The EU Goes Fishing for an Antitrust Case Against Apple - But There's One Problem
by Alec Stapp, Chief Economic Strategist
On Tuesday, the EU announced it had opened two antitrust investigations into Apple — one concerning the company’s mobile payment system, Apple Pay, the other looking into Apple’s conduct in managing its App Store and how it treats third party developers.
For some apps, Apple requires developers to use its proprietary in-app purchase system and forbids developers from telling users in the app that they can make purchases outside the app (and thus let the developer avoid paying Apple’s fee). The European Commission will investigate whether these policies violate EU competition rules.

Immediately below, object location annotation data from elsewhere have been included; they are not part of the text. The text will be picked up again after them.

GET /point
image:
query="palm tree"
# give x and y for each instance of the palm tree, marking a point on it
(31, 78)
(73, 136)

The announcement from the EU offers no details on what the Apple Pay investigation will entail, but it might look into the limits Apple has placed on access to the Near Field Communication (NFC) functionality — which enables contactless payments — of its iPhone and Apple Watch devices.

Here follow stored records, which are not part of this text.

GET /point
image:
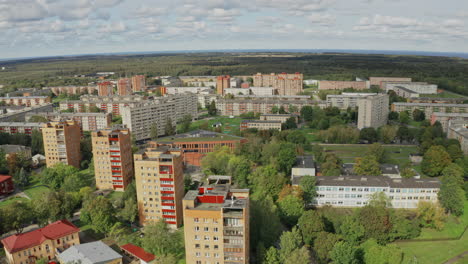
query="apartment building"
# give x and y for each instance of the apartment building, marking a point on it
(378, 80)
(86, 121)
(42, 243)
(216, 223)
(159, 181)
(196, 144)
(283, 83)
(356, 191)
(416, 87)
(261, 124)
(222, 82)
(124, 87)
(19, 114)
(138, 83)
(73, 89)
(279, 117)
(345, 100)
(341, 85)
(105, 89)
(263, 105)
(62, 143)
(458, 129)
(19, 127)
(140, 117)
(444, 118)
(429, 108)
(26, 100)
(113, 160)
(373, 111)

In the US, under the consumer welfare standard, an investigation like this would need to show (1) that Apple was dominant in a relevant product market, (2) that its conduct was anticompetitive, and (3) that it harmed consumers. In a hypothetical US case, Apple could plausibly argue in its defense that a tight integration between hardware and software is a key selling point for consumers, including Apple Pay for payments. Apple might also point out that a tightly curated App Store benefits consumers by improving security and increasing trust.